Q. My doctor prescribed a drug for treatment but failed to tell me it was part
of an experimental program. What can I do?
A. This is quite a rare circumstance, but your physician had a duty to tell you that
the drug was part of an experimental program. You had the right to refuse to participate in
it. You now may have grounds for an action against your doctor.
Q. May I recover medical and hospital bills from someone who caused an
injury to me even though my insurance company has paid the bill?
A. Yes. However, if you do recover payment from the person who injured you for
those bills, some states require you to reimburse your insurance company. In those states,
the law does not allow you to get a double recovery. Often the insurance policy contains a
subrogation clause that does not permit double recovery.
Q. My aunt discovered that a sponge left in her during an operation years ago
was the source of stomach trouble. May she still sue?
A. Like other personal injury cases, medical malpractice lawsuits are subject to
specific statutes of limitations (discussed earlier in this chapter). Until
recently, your aunt’s suit may have been thrown out of court. In many statutes, time limits
on filing began when the injury occurred–on the day of the operation. To alleviate such a
harsh–and final–result, many states today have altered their laws, and the clock for filing
a case does not begin to toll until people discover that they have suffered an injury, or
should have discovered it. Even with the discovery rule, there are time limits, known as
statutes of repose, which limit the time within which to file suit before or after discovery
of the injury.
Q. My father’s job exposed him to asbestos. Now he has lung disease. Is it too
late to file a claim?
A. It may not be too late. Many people who suffered injuries from toxic substances
such as asbestos did not know at the time of exposure that the compounds were harmful.

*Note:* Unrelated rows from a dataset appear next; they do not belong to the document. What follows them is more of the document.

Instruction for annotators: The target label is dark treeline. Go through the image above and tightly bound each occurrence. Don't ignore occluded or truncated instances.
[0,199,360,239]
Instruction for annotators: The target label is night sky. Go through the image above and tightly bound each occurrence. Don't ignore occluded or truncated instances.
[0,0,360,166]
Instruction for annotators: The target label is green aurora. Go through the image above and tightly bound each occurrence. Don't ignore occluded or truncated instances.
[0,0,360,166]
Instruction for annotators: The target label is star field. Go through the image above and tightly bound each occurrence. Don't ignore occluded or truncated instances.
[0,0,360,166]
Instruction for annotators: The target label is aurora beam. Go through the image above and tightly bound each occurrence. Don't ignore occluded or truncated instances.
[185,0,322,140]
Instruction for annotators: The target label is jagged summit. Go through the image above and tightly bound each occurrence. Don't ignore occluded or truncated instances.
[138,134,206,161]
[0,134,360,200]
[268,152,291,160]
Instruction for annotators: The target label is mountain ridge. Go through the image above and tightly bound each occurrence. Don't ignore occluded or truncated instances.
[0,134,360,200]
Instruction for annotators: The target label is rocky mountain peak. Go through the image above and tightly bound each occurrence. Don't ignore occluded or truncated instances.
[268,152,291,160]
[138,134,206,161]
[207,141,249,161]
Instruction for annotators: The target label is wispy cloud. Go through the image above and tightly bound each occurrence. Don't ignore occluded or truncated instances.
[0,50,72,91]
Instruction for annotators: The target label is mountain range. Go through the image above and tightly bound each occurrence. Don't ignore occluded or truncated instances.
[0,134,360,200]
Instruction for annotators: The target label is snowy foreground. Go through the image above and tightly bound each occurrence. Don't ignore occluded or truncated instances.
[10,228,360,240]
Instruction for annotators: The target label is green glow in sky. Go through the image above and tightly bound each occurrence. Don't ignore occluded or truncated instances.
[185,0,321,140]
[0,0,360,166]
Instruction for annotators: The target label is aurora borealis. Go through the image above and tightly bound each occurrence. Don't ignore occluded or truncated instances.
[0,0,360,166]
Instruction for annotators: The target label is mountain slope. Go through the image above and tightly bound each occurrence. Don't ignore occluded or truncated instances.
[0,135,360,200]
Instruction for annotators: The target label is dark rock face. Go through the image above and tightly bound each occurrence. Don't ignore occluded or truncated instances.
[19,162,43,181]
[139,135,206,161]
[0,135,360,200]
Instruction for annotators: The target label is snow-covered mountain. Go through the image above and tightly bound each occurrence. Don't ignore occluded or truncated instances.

As a result, some states have enacted laws allowing people to file lawsuits for a certain
amount of time from the date when the lung impairment or cancer begins, rather than from
the date of exposure. A lawyer can tell you whether your father still has time within the
statutes of limitations applicable in your state. In general, the area of workplace illnesses
is covered by workers’ compensation (discussed earlier in this chapter and in
the “Law and the Workplace” chapter).
Q. What about malpractice actions against professionals such as lawyers? I
recently hired a lawyer seemed inexperienced and was unhappy with the outcome of
A. Like doctors, lawyers and other professionals must possess and apply the
knowledge and the skills of other reasonably well qualified professionals. Not only must
they exercise reasonable care in handling your case, they also must possess a minimum
degree of special knowledge and ability. That means that they will be liable to you if their
skills do not meet the accepted standard of practice. You must also prove that the case
your lawyer mishandled was likely to succeed. Lawyer malpractice usually results in
property damage only. You cannot recover for the emotional distress of hiring a negligent
lawyer. In your case, you may have a malpractice action against the attorney if he or she
was negligent in representing you. You’ll have to show more than dissatisfaction with the
outcome of the case. Did he or she fail to meet a deadline for filing for a court proceeding?
Were all the crucial legal elements of the case fully explored? If you are unsure about a
basis for a malpractice case, check with the state agency that regulates lawyers in your
state. Your state bar association will be able to tell you the name of the agency is.